Sosteniendo una amena y entusiasta conversación con un buen
amigo en una mañana cualquiera, con temas diversos de la vida,
interesantes por supuesto, en donde la complicidad de un rico café,
con su aroma tan exquisito y cautivante nos hacía compañía agradable por demás;
me comentó éste, de una triste e impactante experiencia que vivió en unas de
las calles o avenidas de la ciudad; nos relataba el mismo que, conduciendo su
vehículo tuvo una leve colisión o siniestro vial sin importancia con otro
vehículo, en donde el otro conductor se desmontó inmediatamente a observar la
magnitud de lo sucedido, y él lo que atinó fue a tomar su arma de fuego y
manipularla; sumergida su actitud en una nube grisácea de arrebato emocional
sin discernimiento, dispuesto a una pelea o confrontación de la que no podía
perder; pero entonces algo inesperado aconteció y fue el surgimiento de una voz
tierna e ingenua que desde el asiento de atrás del vehículo, exclamó unas
palabras milagrosas y oportunas para aquel momento que avizoraba un ambiente de
fracaso mayúsculo, cuando dijo aquella niña que le acompañaba, su hija de seis
años: ¡Papi! Y tú lo vas a matar…
Luego de haber escuchado esas frasecitas tan cortas o simples,
pero tan contundentes y de un enorme peso de mediación, que le hizo conmover y
estremecer los cimientos del corazón; aquel hombre volviendo en sí, mirando las
pupilas dilatadas por la impresión repentina, pero con la autoridad decidida de
un fulguroso brillo de paz que emanaban de los ojos de su hija, muy avergonzado
por el mal ejemplo de su actuación, puso en marcha el serenar
aquellos vientos tempestuosos y violentos que se abatían en su mente,
procediendo a sacar la bala de la recámara, guardó ese instrumento
de muerte y muy acongojado tomó una soberana decisión que aún permanece en su
vida actual, y es jamás volver a portar un arma de fuego, pero sobre todo trabajarse
a sí mismo, para evitar repetir episodios amargos como el vivido.
Si observamos nuestro diario vivir, este tipo de comportamiento,
se ha convertido en epidémico con réplica profunda y preocupante en el tejido
de nuestra sociedad, y es que historia como ésta, ocurren con mucha
frecuencia, pero con la triste diferencia de finales trágicos muy lamentables,
fruto del irracional uso de la violencia no importando su tipo, en donde en
muchas ocasiones no se dejan guiar de su voz interior, ni de alguien que les
haga recapacitar a tiempo ante el encendido de esa mecha corta tan explosiva,
que solo desenfoca la brújula de la vida y nos coloca como país en
el feo sitial de las estadísticas negras.

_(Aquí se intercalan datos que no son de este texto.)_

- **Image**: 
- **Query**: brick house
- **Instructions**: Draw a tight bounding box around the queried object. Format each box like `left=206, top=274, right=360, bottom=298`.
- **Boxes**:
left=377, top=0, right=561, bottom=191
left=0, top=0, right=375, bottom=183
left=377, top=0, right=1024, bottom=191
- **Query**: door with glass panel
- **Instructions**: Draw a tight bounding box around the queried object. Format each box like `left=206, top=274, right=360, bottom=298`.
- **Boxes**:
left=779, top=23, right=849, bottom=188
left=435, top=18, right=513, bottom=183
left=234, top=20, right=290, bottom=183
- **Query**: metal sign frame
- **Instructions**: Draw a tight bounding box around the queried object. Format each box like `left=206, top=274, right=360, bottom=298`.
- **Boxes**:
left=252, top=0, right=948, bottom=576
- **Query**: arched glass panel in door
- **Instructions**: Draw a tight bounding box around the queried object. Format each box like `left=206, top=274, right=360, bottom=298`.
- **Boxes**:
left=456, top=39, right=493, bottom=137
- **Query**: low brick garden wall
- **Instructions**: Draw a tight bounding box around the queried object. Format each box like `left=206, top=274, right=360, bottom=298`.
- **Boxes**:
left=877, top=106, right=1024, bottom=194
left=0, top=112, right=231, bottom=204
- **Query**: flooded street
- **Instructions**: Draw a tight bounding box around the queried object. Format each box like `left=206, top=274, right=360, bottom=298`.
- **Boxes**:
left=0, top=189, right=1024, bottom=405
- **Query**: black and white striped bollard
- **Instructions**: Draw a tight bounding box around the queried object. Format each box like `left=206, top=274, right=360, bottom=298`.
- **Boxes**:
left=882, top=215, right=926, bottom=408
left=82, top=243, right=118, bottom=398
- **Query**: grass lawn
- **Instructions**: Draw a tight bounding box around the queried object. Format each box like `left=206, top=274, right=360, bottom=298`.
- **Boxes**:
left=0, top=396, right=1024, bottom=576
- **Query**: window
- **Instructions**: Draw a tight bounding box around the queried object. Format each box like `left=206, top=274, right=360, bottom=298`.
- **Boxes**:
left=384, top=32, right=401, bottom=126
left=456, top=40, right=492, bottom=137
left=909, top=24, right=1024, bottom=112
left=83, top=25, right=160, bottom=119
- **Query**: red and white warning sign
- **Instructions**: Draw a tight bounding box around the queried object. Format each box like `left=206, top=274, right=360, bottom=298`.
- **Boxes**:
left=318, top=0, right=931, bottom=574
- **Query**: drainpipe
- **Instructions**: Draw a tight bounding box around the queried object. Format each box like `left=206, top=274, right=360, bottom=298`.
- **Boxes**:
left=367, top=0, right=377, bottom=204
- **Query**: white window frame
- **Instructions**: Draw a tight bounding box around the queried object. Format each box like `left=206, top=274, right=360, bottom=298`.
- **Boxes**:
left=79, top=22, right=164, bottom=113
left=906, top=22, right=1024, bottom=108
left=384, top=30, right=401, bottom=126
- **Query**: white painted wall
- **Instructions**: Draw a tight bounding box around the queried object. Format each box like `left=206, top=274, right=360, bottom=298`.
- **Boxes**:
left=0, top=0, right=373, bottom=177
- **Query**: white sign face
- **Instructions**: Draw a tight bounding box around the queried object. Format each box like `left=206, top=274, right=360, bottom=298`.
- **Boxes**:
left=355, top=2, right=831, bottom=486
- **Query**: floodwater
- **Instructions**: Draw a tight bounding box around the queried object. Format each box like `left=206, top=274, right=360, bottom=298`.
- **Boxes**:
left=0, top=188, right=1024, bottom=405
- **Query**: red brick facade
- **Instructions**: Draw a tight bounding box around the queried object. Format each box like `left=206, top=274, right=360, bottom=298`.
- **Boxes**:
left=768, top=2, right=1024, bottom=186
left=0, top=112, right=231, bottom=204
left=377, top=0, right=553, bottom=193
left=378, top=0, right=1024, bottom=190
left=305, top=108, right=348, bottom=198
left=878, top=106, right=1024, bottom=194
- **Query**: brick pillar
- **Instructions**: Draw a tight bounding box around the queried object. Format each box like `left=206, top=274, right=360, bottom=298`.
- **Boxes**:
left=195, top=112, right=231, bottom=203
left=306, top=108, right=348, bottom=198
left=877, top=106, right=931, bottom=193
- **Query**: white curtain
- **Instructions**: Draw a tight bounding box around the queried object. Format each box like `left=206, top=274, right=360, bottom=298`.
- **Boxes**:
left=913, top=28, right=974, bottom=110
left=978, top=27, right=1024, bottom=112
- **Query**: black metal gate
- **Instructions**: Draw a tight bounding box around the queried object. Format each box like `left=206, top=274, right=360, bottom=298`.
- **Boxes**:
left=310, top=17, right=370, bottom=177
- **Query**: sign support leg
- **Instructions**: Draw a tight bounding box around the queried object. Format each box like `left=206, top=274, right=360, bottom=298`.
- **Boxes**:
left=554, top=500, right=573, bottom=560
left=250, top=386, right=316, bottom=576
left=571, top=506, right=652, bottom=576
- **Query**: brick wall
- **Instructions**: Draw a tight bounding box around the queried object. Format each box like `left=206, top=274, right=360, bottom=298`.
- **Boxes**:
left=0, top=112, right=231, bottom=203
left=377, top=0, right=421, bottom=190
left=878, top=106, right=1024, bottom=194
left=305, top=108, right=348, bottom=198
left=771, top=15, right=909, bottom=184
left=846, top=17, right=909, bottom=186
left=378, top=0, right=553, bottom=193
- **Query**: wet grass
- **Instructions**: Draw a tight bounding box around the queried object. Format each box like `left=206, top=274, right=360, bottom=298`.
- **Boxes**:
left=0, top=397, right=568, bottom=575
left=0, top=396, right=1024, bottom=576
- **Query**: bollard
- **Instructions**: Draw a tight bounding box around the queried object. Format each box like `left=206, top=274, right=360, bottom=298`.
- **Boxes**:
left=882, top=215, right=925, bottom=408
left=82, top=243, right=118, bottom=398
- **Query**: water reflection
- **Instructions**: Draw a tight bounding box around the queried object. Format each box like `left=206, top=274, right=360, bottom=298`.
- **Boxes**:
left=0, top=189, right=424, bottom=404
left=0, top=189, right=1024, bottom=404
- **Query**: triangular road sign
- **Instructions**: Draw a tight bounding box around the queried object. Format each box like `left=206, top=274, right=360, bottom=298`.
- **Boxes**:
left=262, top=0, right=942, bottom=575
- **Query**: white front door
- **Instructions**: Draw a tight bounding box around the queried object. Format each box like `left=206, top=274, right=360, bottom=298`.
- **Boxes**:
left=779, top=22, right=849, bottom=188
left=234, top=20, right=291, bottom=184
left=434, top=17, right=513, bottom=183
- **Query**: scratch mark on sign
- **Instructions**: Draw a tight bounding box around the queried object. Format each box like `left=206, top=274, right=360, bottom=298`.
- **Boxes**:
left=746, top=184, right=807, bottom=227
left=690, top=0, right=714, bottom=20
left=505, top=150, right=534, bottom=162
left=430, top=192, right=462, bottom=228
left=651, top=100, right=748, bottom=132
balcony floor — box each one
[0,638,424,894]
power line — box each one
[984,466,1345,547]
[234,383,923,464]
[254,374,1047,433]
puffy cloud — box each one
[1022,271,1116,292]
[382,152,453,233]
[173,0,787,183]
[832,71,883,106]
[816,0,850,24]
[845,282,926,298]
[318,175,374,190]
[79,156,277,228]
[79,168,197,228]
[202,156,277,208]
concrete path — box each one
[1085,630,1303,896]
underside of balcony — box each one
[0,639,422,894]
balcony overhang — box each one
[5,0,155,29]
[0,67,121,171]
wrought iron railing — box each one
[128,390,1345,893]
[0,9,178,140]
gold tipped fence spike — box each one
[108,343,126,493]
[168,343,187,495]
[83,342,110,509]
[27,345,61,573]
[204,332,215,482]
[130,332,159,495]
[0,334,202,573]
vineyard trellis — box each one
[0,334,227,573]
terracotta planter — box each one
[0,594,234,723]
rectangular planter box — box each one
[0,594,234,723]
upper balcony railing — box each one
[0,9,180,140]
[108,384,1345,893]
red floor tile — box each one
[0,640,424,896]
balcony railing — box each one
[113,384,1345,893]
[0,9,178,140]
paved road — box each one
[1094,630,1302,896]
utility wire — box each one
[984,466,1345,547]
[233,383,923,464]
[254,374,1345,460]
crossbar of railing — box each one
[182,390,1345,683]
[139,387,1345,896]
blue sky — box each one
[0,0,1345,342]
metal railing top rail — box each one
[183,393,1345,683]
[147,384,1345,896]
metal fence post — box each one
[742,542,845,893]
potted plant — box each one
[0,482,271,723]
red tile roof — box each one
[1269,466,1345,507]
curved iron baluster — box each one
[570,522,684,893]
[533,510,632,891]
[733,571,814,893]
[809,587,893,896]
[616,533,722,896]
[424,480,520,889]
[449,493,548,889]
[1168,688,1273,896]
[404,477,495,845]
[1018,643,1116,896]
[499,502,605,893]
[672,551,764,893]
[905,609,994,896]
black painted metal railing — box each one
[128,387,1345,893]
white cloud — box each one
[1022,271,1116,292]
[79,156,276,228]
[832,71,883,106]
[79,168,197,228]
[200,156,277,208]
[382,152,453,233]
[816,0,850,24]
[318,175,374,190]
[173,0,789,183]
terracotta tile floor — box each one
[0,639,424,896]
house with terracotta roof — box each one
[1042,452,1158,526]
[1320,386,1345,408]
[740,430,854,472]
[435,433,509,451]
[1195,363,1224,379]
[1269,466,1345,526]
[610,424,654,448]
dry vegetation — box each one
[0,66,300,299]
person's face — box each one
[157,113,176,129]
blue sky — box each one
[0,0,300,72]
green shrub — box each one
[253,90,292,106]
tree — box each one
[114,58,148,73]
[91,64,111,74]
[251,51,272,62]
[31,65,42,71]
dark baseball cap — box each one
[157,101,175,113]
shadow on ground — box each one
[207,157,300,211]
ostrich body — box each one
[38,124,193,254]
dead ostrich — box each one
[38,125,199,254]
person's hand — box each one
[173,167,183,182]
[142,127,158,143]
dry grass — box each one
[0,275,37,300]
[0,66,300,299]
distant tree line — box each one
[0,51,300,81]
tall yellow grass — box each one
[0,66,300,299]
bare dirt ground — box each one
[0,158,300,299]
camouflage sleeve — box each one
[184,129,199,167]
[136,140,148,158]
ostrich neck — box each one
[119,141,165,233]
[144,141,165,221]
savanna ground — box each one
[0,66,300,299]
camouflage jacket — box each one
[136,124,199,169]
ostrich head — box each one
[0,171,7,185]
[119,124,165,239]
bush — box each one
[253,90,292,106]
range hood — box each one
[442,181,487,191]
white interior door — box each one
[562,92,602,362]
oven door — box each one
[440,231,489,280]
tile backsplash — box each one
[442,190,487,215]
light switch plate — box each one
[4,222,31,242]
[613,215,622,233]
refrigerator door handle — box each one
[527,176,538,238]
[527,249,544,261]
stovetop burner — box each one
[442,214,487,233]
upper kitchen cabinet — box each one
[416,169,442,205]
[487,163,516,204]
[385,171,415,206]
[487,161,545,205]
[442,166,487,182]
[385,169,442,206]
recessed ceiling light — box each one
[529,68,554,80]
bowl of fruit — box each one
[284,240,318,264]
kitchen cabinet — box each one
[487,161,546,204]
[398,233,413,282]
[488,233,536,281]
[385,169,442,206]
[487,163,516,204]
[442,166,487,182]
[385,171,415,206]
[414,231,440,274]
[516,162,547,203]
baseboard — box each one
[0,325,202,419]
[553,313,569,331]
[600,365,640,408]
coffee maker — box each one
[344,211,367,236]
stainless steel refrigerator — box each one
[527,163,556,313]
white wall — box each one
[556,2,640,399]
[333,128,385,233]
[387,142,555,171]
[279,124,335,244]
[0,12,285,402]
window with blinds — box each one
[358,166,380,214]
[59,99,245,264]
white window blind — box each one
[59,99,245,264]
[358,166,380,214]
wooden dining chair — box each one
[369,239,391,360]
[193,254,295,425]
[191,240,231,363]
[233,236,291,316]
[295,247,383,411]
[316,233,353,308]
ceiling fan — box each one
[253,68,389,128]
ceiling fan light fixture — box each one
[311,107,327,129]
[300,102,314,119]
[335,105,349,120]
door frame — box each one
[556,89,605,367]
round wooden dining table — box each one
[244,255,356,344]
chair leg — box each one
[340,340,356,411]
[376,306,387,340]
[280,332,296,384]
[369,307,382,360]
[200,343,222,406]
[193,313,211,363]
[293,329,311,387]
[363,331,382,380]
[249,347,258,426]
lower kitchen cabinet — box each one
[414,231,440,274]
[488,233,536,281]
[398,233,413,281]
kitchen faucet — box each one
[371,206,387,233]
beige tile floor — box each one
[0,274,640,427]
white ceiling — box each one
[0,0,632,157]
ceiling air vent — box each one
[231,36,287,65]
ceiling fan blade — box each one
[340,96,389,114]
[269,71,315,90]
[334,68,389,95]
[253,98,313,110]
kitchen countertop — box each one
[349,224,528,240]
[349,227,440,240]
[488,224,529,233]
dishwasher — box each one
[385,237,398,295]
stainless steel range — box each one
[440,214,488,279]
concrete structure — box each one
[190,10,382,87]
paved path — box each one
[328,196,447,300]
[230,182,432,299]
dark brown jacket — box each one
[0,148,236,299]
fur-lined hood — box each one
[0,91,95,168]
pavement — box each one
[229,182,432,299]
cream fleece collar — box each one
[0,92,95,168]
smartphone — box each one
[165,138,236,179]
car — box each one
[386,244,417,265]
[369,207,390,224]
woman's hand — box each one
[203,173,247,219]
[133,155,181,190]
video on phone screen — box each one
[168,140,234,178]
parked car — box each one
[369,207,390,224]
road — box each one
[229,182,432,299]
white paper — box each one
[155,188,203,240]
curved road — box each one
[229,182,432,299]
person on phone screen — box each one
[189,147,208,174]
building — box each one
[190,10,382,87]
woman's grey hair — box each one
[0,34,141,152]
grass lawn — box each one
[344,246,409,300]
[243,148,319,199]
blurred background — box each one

El síndrome de la prisa, el cual nos convierte en seres
indiferentes y en la mayoría de las ocasiones transgresores del
orden, sumada a la conducta reaccionaria y hostil de actuar como caballo
desbocado, nos conduce a la toma de decisiones apresuradas y riesgosas, muy
distantes del respeto al valor supremo de la vida, el cual no puede ser
vulnerado nunca y mucho menos por situaciones menores que pueden ser resueltas
mediante el dialogo o un efectivo abordaje de la mediación de conflictos; por
lo que es tiempo de dejar atrás las emociones sin sentido que solo conducen al
abismo, recuerda que la vida está llena de conflictos, pero lo que realmente
nos afecta no es lo que nos sucede, sino como reaccionamos ante lo sucedido.